The furling and the unfurling.





Each time, after hearing the group witness back these moments, stories and poems throughout the day, there is what we describe in Craniosacral Therapy as a ‘Holistic Shift’ and there becomes a Dynamic Stillness, full of potentiality… there is a sense of wholeness and ‘Something Happens’ - an integration, a re-ordering, a re-patterning. The prerequisite for health to come through. It is as if something else is invited through… information, insight and support comes from another place entirely. We are invited, encouraged, supported to act in service of life on earth from a place of connectedness with all sentient beings.


We invite participants not to just focus on outcome. In the spirit of ‘Emergence,’ we don’t know what will happen and do not prescribe how Climate Lab will play out in their lives in future… As we close the process for the day at 1pm UK time we invite reflections.


People name high-points, memories and ‘take-aways.’ Connecting to their bodies, creative exercises, hearing the questions, stories and reflections of others, a chance to share and be heard. Sitting in circle as if shoulder to shoulder, knee to knee on Zoom but feeling as if we were together sitting at the heart of our community around the light of a fire. We feel the warmth and the reflected glow. We feel the connectedness and the kin. We feel we are part of a family of not just humans but of all ‘things.’ This is ancient and modern.


We will re-gather round the circle of Zoom again in October – those of us who are able. A mirror will be held up to us by our two guest artists – Marega Palser from Newport, Wales and Christine Kettaneh from Beirut,Lebanon. Their role is to harvest, to gather the data which has arisen from this workshop. The data is in the form of poems, marks on paper, memories, feelings, animate objects and ‘Beautiful Questions and Moments’. They will offer us back a ‘Creative Response’ arising from all they have seen and heard. This may come in the form of film, photography, live art, installation, spoken word… We shall see.

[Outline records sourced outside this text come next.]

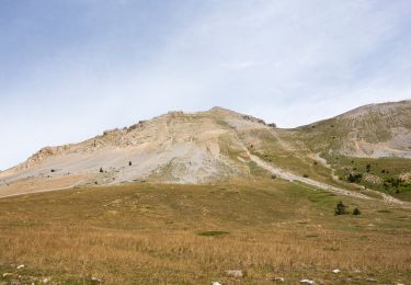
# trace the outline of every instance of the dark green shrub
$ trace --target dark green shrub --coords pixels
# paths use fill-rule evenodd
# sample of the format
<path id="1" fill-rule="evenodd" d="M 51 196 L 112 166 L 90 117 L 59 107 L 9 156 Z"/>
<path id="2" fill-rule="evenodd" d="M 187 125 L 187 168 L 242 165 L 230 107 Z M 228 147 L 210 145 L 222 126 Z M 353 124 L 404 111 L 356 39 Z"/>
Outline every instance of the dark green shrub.
<path id="1" fill-rule="evenodd" d="M 347 181 L 350 183 L 358 183 L 363 179 L 362 174 L 355 174 L 355 173 L 350 173 L 347 176 Z"/>
<path id="2" fill-rule="evenodd" d="M 346 206 L 341 201 L 336 204 L 335 207 L 335 215 L 345 215 L 346 214 Z"/>

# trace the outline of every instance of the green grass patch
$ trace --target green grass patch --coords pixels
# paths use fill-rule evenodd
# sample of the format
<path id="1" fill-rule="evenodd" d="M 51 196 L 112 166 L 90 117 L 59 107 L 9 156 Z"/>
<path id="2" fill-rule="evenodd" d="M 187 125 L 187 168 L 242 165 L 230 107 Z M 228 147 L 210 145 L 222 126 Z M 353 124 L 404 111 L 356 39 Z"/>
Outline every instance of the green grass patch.
<path id="1" fill-rule="evenodd" d="M 222 230 L 207 230 L 207 231 L 201 231 L 197 233 L 197 236 L 201 237 L 219 237 L 219 236 L 226 236 L 228 235 L 228 231 Z"/>

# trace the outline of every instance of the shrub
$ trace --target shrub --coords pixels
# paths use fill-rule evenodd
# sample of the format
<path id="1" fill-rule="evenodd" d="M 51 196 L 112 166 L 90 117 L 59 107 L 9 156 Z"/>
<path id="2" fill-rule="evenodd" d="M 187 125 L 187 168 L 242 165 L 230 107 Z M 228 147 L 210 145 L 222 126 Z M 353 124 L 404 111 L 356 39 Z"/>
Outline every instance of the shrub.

This is the art of emergence in action. Those that ‘bear witness’ to the changing climate will be born witness to by the artists. All the sorrow and all the beauty will be welcomed, acknowledged and honoured. These Creative Responses will in turn be witnessed, and the cycle will continue into the uncertain future…


You may think that you are simply one small positive droplet in an ocean of troubles. A droplet that can’t do anything. But if you search our ever expanding ocean you will find millions of other small droplets with the same mindset as yourself. Together you form a sea in an ocean. That sea can stir a storm. That sea can make a change.


S.S. Dhingra, Age 15. From Letters to the Earth (Writing to A Planet in Crisis).